Drake recently co-led the planning and execution of the MIT Energy Conference, a three-day virtual event that drew over 800 attendees who ranged from students to energy sector executives. Joined by leading voices from academia, industry, and public service — including former Secretary of Energy, Ernest Moniz and former U.S. Senator from North Dakota, Heidi Heitkamp — the conference explored the progress and challenges of navigating the energy transition. Vice President of ExxonMobil R&D, Vijay Swarup, also participated on a panel.
Drake took time from this work to talk about his perspective on hydrogen technology and how it may play a role in an alternative energy mosaic to reduce emissions in the future:
Energy Factor (EF): Thank you, Drake, for taking the time to talk to us today.
Drake Hernandez (DH): Of course. Thank you for having me.
EF: What initially drew you to the energy industry?
DH: I grew up in a small town called Groves, Texas, which is really not far from ExxonMobil’s Beaumont plant. I spent 18 years there amidst the lights of refineries and chemical plants, but, ultimately, I ended up at the University of Texas at Austin (UT) – dubbed the “energy university”. Energy was ubiquitous there, so I really fell into it.
I am a first-generation college student. I wanted to explore beyond my hometown after graduating high school. I was fortunate to receive a scholarship to UT, so I found my way up to Austin.
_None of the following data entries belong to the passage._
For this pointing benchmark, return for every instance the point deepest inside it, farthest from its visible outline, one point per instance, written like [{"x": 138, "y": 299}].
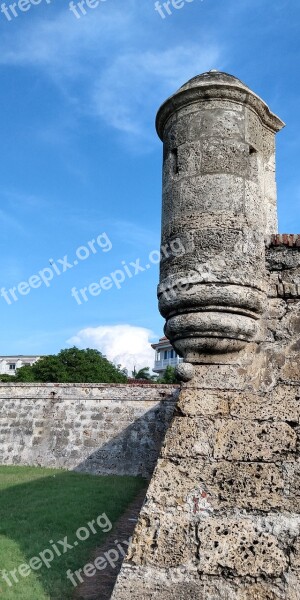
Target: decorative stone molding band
[{"x": 286, "y": 239}]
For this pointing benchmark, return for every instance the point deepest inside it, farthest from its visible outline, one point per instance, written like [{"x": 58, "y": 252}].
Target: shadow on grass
[{"x": 41, "y": 507}]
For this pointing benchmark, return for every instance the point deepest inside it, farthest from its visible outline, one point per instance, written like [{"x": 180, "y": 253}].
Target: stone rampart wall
[{"x": 95, "y": 428}]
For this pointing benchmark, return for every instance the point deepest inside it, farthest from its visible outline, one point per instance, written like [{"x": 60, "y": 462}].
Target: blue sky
[{"x": 80, "y": 156}]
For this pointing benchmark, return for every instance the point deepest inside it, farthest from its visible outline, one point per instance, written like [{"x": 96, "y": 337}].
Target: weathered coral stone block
[
  {"x": 247, "y": 440},
  {"x": 239, "y": 547}
]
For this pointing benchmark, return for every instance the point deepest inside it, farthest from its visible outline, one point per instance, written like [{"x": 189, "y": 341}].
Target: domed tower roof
[
  {"x": 216, "y": 85},
  {"x": 214, "y": 77}
]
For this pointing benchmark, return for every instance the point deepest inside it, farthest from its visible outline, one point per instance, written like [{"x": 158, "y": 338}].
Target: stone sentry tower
[{"x": 221, "y": 516}]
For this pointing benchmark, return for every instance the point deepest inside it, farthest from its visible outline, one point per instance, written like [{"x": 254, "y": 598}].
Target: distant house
[
  {"x": 9, "y": 364},
  {"x": 165, "y": 356}
]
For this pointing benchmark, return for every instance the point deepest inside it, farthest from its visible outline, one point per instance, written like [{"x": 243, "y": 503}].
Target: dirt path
[{"x": 100, "y": 586}]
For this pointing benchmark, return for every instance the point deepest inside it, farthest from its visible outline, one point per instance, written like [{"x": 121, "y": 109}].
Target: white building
[
  {"x": 165, "y": 356},
  {"x": 9, "y": 364}
]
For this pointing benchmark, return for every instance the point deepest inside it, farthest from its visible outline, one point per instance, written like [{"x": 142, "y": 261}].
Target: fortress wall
[{"x": 106, "y": 429}]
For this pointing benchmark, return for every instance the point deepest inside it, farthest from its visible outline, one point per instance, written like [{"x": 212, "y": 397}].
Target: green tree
[
  {"x": 73, "y": 366},
  {"x": 143, "y": 373},
  {"x": 7, "y": 378}
]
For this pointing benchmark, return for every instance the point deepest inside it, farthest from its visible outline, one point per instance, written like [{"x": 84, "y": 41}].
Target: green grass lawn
[{"x": 38, "y": 507}]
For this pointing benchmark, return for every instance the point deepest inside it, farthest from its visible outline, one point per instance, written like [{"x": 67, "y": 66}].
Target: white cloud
[{"x": 126, "y": 345}]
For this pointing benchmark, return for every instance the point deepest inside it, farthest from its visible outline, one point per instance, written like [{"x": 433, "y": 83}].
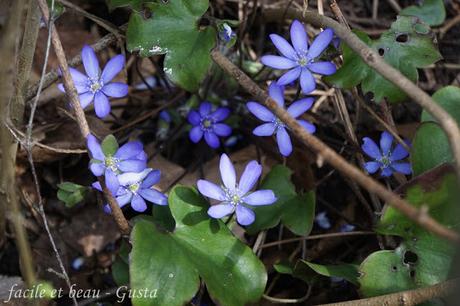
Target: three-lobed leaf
[
  {"x": 173, "y": 262},
  {"x": 173, "y": 30},
  {"x": 407, "y": 45}
]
I guess I wasn’t done running yet, because I then went up to Boston and worked there for a couple years as a consultant in the energy sector before moving even farther north, if you will, just across the river to Cambridge.
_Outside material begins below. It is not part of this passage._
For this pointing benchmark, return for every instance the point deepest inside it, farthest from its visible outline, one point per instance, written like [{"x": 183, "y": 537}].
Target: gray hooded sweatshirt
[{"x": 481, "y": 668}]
At the end of the day, energy touches everything, and it was the area where I thought I could have the most impact. Going into school as a mechanical engineer, I initially thought I wanted to design golf clubs for a living, but I quickly realized that I wanted to do something that had a bit more impact for human beings and society at large.
EF: The energy sector is in a period of transition right now. As a young engineer, do you see a way to deliver more energy with fewer emissions?
DH: I’m a graduate student at MIT now with the MIT Energy Initiative (MITEI) and what that means is I am inherently a techno-optimist.
You’re absolutely right, we are going to have to provide more energy while simultaneously curbing emissions. Technological advances working alongside strategically-designed policy and regulatory measures are going to be critical to meeting this goal.
EF: Can you talk a bit about your work with the life cycle assessment tool? Why is it particularly important for decision makers today?
DH: Yeah. The tool you’re referring to is the Sustainable Energy System Analysis Modeling Environment, or SESAME. This is a tool that’s been developed to analyze the life cycle emissions associated with any energy pathway and is currently being expanded to evaluate cost impacts associated with each of these pathways.
First, SESAME can model emissions reductions associated with deploying certain technologies. For example, if you’re thinking, “Alright, I’m making investments in new energy technologies. What does this actually mean from a carbon emissions perspective?” Then, it’s likely that you’ll want to compare, for instance, the carbon intensity of producing one kilowatt-hour of electricity from wind power, to the carbon intensity of producing one kilowatt-hour from natural gas. It’s critical to have a tool like this, especially in the hands of policy makers or investors these days, as they seek a better understanding of how to achieve their environmental or sustainability goals.
The next aspect of SESAME is the cost analysis portion. So now, not only do you have the projected carbon emissions associated with a specific energy system, but also the economic implications. This is going to be critical. In concert with the actual carbon emissions data, the economic analysis of this tool will yield a very powerful framework that’s hopefully used around the world as people look to eliminate emissions from their energy systems.
EF: And what got you interested in hydrogen specifically?
DH: Hydrogen has numerous applications within the energy space. It can serve to reduce emissions in a wide variety of sectors within our economy. However, it’s important to realize the production of hydrogen is not necessarily clean today. Lower-carbon hydrogen production technologies — like electrolyzers, which split water molecules into pure hydrogen and oxygen, or pairing carbon capture with steam methane reforming assets solutions — are going to be important and it’s going to take all of these different technologies working in concert to achieve the transformative effort.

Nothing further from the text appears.